Nanopaper Integrated Smart Device: An Opto-Electrochemical Biosensor for Real-Time Dual On-Field Detection of Organophosphorus Pesticides

Abstract

The frequent and excessive use of organophosphorus pesticides in the agriculture industry raises persistent concerns regarding their environmental protection and public health implications. Addressing these issues requires the development of affordable and reliable sensing platforms for on-field monitoring to mitigate their adverse impacts promptly. This study utilizes nanocellulose papers (bacterial and TEMPO-oxidized) combined with butyrylcholinesterase to create a novel reagent-free and orthogonal nanobioplatform featuring smart opto-electrochemical dual outputs. An integrated nano-PAD, preloaded with enzymes and enzymatic substrates, is fabricated using wax-printing and screen-printing technologies. The nano-PAD measures opto-electroactive products, specifically indoxyl and thiocholine, whose concentrations correlate directly with the enzymatic inhibition caused by paraoxon, used as the organophosphate model.
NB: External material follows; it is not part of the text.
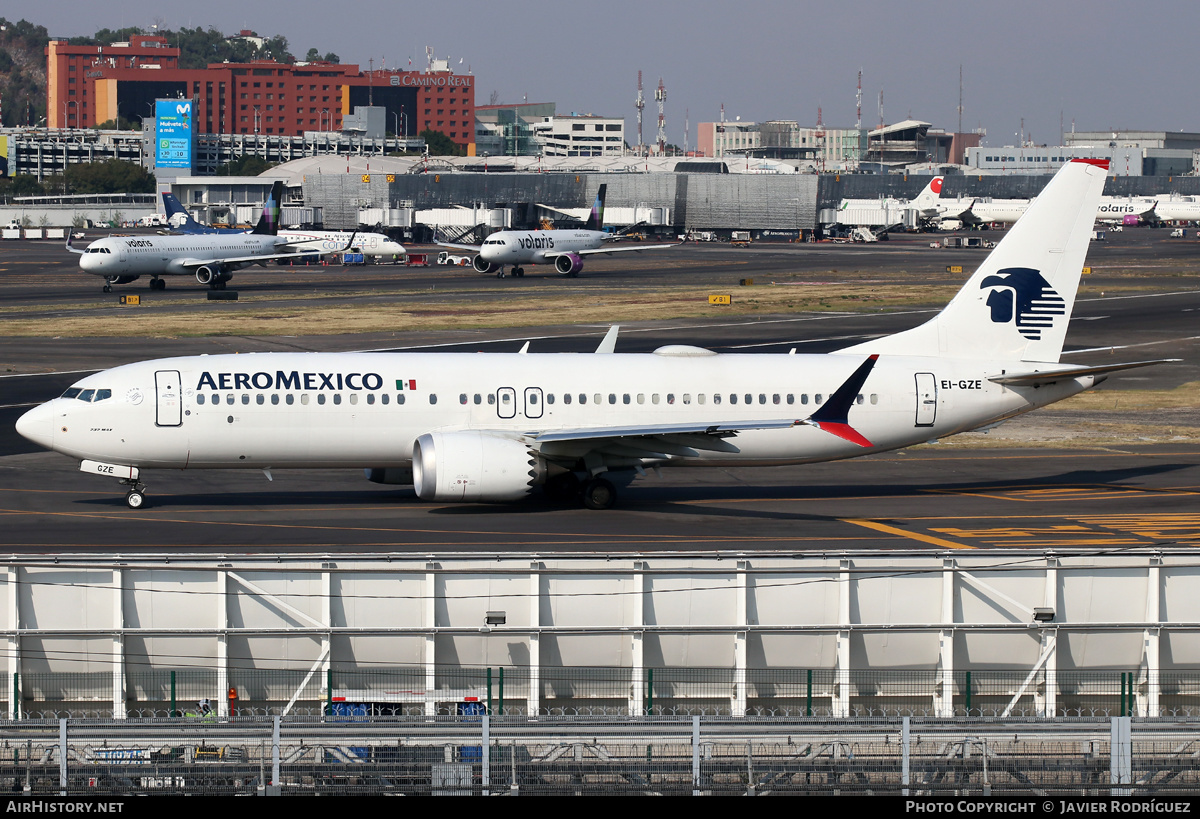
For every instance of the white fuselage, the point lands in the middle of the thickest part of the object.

To enhance user convenience and meet the requirements for smart real-time point-of-need detection, integration of the nano-PAD with a smartphone-operated miniaturized potentiostat and a self-developed portable smart optical reader is achieved. The developed bioanalytical platform, further supported by a self-developed Android application, enables accurate and efficient quantification of dual signals in real time. The system covers a wide detection range of paraoxon (20–100 ppb) and demonstrates reliable recovery levels (ranging from 98 to 107%) in a real matrix, specifically wastewater. Given these demonstrated capabilities, this innovative biosensing strategy holds substantial potential for practical application in environmental surveillance, facilitating timely and informed environmental management decisions, particularly in resource-limited settings where traditional analytical tools are inaccessible.